The 308 patients in the treatment arm received oral cabotegravir 30 mg + rilpivirine 25 mg once daily for 4 weeks for safety monitoring. Then, the participants went on to receive single 3 mL loading doses of cabotegravir long-acting (LA) 600 mg (200 mg/mL) and rilpivirine long-acting 900 mg (300 mg/mL) via intramuscular injection, followed by 2 mL intramuscular injections every 4 + 1 weeks of cabotegravir LA 400 mg and rilpivirine long acting 600 mg.
At week 48, 5 participants (1.6%) in the cabotegravir/rilpivirine arm and 3 (1.0%) in the control arm had HIV-1 RNA >50 c/mL, meeting the primary endpoint of non-inferiority using the US Food and Drug Administration’s snapshot algorithm with a 6% non-inferiority margin.
The study investigators also report that the cabotegravir/rilpivirine arm was non-inferior to the current ART arm for the key secondary endpoint of HIV-1 RNA <50 c/mL (93% vs 95%).
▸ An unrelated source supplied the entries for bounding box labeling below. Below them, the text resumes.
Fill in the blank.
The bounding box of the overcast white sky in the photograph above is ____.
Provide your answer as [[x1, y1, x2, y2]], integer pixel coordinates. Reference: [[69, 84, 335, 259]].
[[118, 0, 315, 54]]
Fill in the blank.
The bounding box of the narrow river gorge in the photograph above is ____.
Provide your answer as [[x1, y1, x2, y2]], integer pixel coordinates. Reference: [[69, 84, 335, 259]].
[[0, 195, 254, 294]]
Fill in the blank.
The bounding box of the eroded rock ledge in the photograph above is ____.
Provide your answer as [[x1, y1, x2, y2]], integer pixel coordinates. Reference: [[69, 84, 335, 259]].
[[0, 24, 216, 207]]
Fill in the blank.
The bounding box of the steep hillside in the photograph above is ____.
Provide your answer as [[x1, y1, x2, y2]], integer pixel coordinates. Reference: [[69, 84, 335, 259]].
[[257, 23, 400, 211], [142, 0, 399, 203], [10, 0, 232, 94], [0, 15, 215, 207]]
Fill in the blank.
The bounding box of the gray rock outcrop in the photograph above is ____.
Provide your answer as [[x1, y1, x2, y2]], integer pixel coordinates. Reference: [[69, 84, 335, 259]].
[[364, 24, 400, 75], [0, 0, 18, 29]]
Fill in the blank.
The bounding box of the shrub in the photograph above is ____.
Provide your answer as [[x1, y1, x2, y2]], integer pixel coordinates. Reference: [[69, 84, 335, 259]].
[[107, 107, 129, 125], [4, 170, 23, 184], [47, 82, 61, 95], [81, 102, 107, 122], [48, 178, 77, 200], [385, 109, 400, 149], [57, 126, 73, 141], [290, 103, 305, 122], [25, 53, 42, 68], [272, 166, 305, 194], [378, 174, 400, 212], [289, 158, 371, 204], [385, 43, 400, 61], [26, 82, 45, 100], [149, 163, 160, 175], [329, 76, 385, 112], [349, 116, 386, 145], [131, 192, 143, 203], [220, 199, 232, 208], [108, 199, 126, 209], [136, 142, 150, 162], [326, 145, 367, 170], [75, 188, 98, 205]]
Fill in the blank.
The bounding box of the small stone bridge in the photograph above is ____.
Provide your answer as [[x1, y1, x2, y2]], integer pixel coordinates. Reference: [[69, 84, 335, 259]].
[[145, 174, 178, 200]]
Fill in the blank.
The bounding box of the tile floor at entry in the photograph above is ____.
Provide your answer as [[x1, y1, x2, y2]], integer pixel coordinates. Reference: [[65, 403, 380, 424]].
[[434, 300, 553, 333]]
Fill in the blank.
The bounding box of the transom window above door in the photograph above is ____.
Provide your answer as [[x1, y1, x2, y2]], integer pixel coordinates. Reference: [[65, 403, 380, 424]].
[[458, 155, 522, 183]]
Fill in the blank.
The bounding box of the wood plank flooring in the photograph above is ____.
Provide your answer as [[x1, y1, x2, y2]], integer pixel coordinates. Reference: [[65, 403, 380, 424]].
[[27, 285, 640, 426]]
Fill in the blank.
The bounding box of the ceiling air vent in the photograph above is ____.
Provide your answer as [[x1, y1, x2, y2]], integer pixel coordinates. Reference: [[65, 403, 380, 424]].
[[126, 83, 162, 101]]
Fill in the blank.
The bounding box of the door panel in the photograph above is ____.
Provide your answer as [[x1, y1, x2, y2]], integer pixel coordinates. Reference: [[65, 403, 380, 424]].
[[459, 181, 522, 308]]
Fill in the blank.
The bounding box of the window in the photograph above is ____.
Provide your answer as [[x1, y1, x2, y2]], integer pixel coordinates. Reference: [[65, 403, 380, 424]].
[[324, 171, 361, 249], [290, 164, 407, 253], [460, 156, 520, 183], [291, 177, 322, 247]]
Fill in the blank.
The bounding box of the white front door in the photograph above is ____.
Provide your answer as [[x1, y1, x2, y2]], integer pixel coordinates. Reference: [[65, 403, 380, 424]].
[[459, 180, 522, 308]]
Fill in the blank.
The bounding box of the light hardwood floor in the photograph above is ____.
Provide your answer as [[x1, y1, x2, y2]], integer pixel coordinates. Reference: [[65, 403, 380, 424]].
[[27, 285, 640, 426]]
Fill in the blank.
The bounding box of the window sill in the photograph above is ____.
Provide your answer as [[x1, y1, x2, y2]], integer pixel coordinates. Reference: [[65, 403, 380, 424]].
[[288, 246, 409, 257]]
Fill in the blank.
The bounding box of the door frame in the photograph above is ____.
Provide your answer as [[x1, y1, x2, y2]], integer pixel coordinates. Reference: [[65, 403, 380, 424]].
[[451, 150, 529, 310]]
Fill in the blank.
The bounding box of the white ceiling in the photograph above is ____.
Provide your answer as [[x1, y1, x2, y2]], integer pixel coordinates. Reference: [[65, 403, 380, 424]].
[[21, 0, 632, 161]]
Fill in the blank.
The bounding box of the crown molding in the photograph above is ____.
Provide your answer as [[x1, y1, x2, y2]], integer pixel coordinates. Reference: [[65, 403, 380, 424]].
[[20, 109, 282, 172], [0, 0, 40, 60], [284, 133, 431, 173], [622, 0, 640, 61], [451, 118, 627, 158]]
During the study 3 cabotegravir/rilpivirine group participants and 4 current ART group participants had confirmed virologic failure (CVF).
In the cabotegravir/rilpivirine arm, 231 participants reported injection site pain, with 4 participants (1%) withdrawing as a result. Incidences of grade 3/4 and serious adverse events (AEs) were similar between the 2 study groups with 35 AEs reported in the cabotegravir/rilpivirine arm and 23 reported in the current ART group. Additionally,1 death was reported in the current ART arm.
The investigators also note that of the 275 cabotegravir/rilpivirine arm participants completing an HIV Treatment Satisfaction Questionnaire at week 48, 98% reported being more satisfied with long-acting cabotegravir and rilpivirine compared with their daily oral treatment at study entry.
The 48-week results of ATLAS indicate that the long-acting regimen of cabotegravir/rilpivirine was non-inferior to current ART treatment and generally well tolerated, with low rates of serious adverse events.
"Once this option gets rolled out, then it’s going to be another choice for patients, that’s the biggest clinical implication," said Dr. Swindells. "Now, they’re going to have this other option, instead of taking a pill everyday they can come to the clinic and get their injection and then they’re good to go for a month. And based on our experience with the study and the patient at our clinic, some people are going to really like that. So, it’s nice for patients to have an alternative, a choice."
The study, “Long-Acting Cabotegravir + Rilpivirine as Maintenance Therapy: ATLAS Week 48 Results,” was presented at the Annual Conference on Retroviruses and Opportunistic Infections (CROI), on March 7, 2019, in Seattle, Washington.